Why UPS stock exploded on Thursday
For the second time in a week over Christmas, analysts have raised their price targets. united parcel service (UPS 3.52%) As of 11 a.m. ET this morning, the stock was up a modest 2.7%.
saw last week bank of america UPS raised its target to $164 per share. Today is an investment bank Oppenheimer BofA will be 4x better. that The target is $168 per share, as The Fly just reported. Moreover, BofA only gives UPS stock a “neutral” rating, while Oppenheimer thinks the stock “will outperform.”
Two views on UPS
UPS appears to have been making the rounds on Wall Street recently, with both investment banks calling for price target revisions in separate “investor meetings” with the company.

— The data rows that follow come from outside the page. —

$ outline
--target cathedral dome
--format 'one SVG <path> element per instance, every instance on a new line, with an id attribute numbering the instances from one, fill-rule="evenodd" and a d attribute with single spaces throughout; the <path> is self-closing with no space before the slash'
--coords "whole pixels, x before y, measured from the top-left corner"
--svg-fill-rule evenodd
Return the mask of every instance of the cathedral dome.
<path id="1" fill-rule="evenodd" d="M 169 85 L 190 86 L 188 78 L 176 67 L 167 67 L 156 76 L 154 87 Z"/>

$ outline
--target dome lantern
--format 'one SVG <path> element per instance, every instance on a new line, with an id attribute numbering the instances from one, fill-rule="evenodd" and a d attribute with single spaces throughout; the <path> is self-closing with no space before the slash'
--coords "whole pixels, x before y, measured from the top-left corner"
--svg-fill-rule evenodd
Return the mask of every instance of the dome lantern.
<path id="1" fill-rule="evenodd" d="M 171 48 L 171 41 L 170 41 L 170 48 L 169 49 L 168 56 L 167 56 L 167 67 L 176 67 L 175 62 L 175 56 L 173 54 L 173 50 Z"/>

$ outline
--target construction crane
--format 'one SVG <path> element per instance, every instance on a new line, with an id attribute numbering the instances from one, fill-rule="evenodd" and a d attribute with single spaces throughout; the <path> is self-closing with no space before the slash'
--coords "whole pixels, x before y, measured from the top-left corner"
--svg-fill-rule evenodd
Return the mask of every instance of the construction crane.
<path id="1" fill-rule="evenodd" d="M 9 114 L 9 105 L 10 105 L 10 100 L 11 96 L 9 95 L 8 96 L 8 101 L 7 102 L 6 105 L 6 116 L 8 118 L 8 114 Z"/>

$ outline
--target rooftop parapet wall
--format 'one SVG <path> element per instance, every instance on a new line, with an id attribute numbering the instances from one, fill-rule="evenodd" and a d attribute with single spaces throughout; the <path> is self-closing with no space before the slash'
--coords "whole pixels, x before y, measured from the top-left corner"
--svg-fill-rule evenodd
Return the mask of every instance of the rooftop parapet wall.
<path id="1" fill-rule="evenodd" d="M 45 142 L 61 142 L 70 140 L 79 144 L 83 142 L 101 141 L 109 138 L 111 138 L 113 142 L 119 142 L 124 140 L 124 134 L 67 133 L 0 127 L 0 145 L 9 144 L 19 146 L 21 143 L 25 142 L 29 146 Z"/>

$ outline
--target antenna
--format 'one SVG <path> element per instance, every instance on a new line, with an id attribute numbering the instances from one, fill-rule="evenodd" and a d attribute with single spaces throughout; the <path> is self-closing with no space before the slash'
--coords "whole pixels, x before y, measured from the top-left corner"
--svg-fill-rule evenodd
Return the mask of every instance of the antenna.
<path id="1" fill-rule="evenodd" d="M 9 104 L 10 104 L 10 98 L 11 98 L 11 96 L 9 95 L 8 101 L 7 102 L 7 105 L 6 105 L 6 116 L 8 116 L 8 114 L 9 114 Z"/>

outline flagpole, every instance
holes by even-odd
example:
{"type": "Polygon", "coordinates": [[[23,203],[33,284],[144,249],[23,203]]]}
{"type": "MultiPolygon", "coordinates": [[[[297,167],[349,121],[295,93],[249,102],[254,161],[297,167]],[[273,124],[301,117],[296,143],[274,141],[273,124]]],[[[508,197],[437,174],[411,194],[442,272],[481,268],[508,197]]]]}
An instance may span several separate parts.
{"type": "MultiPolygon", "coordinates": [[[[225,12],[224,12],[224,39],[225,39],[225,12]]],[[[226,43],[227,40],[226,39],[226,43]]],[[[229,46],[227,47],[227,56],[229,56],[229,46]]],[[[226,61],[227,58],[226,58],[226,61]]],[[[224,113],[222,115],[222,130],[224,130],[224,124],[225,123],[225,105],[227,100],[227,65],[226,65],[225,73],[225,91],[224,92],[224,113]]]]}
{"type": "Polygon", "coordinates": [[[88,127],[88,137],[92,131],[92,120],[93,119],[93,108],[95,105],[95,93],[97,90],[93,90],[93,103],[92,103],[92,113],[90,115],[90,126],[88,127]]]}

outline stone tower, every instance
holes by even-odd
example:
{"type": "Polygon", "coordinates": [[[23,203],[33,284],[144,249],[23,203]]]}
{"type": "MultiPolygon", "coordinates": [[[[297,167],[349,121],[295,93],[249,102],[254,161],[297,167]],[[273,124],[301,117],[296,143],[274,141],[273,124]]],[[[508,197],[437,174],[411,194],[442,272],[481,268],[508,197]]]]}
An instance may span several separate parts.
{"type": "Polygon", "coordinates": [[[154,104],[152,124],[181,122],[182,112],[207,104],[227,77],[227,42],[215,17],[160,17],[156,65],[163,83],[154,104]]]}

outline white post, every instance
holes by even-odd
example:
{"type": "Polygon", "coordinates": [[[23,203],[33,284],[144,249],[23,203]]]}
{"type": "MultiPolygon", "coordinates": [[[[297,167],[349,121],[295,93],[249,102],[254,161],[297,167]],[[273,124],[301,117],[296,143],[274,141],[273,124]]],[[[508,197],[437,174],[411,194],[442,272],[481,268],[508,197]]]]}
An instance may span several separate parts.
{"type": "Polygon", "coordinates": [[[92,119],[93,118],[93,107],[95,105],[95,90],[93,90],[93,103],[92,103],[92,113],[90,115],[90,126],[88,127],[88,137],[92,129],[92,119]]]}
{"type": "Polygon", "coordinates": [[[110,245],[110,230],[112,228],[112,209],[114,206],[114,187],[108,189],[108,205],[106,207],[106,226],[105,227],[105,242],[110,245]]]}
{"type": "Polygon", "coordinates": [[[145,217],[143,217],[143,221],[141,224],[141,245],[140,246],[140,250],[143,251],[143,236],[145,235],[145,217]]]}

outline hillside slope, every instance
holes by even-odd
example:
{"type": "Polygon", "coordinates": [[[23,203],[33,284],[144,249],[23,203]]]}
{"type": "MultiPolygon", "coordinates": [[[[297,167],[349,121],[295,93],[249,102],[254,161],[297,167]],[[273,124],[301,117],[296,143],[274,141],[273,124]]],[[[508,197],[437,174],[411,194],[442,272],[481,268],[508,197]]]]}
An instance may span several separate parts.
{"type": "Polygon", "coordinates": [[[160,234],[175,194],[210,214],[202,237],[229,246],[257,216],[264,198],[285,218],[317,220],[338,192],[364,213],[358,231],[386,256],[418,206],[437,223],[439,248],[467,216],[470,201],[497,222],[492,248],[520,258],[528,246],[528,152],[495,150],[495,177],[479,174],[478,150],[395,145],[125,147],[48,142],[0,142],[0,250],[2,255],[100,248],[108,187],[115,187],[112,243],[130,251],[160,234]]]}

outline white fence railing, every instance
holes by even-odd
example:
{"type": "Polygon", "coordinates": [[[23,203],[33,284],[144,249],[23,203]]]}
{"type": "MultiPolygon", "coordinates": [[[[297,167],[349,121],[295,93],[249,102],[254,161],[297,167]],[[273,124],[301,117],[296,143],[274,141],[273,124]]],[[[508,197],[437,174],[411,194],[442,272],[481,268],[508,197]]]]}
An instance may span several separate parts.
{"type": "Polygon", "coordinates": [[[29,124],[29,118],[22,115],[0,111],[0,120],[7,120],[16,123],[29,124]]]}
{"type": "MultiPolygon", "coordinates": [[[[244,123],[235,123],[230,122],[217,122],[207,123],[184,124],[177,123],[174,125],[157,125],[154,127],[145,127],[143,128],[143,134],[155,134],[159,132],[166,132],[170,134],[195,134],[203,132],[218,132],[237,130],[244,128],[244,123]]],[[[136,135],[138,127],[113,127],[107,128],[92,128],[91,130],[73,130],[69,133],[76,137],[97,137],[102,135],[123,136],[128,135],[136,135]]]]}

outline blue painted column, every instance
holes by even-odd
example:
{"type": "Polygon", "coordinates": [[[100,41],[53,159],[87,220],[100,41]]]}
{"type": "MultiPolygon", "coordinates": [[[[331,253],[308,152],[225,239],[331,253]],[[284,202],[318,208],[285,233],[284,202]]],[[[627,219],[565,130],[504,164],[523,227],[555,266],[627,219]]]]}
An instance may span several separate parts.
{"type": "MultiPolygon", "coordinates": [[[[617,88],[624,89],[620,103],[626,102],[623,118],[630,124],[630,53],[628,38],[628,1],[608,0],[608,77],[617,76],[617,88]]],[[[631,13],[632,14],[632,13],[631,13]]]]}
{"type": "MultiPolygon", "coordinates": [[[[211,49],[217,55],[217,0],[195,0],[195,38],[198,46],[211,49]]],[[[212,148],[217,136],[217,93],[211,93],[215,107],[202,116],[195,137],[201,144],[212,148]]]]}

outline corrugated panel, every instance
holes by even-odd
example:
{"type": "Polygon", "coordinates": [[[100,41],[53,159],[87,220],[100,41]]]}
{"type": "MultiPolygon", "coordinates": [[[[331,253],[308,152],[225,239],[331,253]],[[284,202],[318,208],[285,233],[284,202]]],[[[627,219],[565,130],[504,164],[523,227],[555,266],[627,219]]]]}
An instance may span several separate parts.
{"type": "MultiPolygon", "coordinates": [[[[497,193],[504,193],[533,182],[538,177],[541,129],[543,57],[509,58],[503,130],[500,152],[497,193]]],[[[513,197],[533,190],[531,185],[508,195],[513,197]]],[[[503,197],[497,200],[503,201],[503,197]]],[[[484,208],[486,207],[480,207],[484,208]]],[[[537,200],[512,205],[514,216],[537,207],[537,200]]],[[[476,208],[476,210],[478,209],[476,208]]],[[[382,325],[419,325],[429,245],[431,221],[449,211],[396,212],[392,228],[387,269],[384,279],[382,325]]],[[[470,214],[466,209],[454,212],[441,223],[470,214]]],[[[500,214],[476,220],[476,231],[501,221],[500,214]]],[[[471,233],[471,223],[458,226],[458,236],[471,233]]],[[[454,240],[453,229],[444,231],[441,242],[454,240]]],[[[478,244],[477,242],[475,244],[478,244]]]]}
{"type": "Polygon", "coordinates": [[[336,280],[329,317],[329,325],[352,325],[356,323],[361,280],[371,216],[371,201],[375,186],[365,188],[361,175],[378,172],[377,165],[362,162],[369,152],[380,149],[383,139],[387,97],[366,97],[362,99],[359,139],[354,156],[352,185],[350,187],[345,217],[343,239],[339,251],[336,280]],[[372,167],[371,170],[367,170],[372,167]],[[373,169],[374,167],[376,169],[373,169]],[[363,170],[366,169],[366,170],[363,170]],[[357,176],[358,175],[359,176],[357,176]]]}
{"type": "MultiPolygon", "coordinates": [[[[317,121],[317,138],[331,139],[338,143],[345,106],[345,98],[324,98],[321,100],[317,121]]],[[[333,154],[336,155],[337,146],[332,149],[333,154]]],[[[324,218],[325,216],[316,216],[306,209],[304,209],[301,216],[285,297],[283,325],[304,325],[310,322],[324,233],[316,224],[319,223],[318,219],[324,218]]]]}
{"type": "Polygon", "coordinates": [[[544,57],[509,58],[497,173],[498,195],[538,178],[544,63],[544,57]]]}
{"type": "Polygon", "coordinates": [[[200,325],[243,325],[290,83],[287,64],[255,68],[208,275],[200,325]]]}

BofA’s takeaway from last week’s meeting was that UPS is off to a “solid” start to this year’s peak season. But UPS appears to be heading toward the bottom of the 3% to 8% volume growth it forecast for the fourth quarter. 2023. The banker responded by lowering UPS’s earnings growth estimates by 2% for both 2023 and 2024 and raising its price target while keeping the rating at Neutral.
Oppenheimer is more optimistic, saying he believes UPS is increasing its delivery volume and winning back customers it lost during a period of uncertainty during which UPS negotiated with unions and the Teamsters threatened a strike. (The process ended in July, and a new contract was signed shortly thereafter.) Analysts say UPS is making progress optimizing “network flows” and reducing costs, which will help stabilize the company’s profit margins. He added that it could be possible.
Is UPS stock a buy?
However, it is not yet known how large this margin improvement will be, or whether it will be good enough to justify UPS’s current valuation of 16 times earnings and its downward trend.
On the plus side, 3% or 4% volume growth plus a 4.1% dividend yield puts UPS nearly halfway to justifying the stock’s modest 16x P/E ratio. That said, profit margins are ending a two-year straight post-pandemic decline, but could still fall to return to pre-pandemic levels. For example, UPS’s net profit margin was 6% in 2019, more than doubling to 13% in 2021 and down to about 9% in the last report, according to data from S&P Global Market Intelligence.
Falling margins mean 2023 will be the near-term low point for UPS revenue (up to 36% below 2022 levels). Of course, higher revenue growth could offset weaker margins going forward. But despite that, most analysts don’t think UPS will return to 2022 levels of profitability until 2028 at the earliest.
Simply put, valuing UPS stock at an earnings level that likely won’t be “profitable” again for several years is a strategy that has the potential to make the stock a value trap for investors. UPS stock looks cheap right now and may not be safe to buy.
Bank of America is an advertising partner of The Ascent, a Motley Fool company. Rich Smith has no positions in any of the stocks mentioned. The Motley Fool holds a position at and recommends Bank of America. The Motley Fool recommends United Parcel Service. The Motley Fool has a disclosure policy.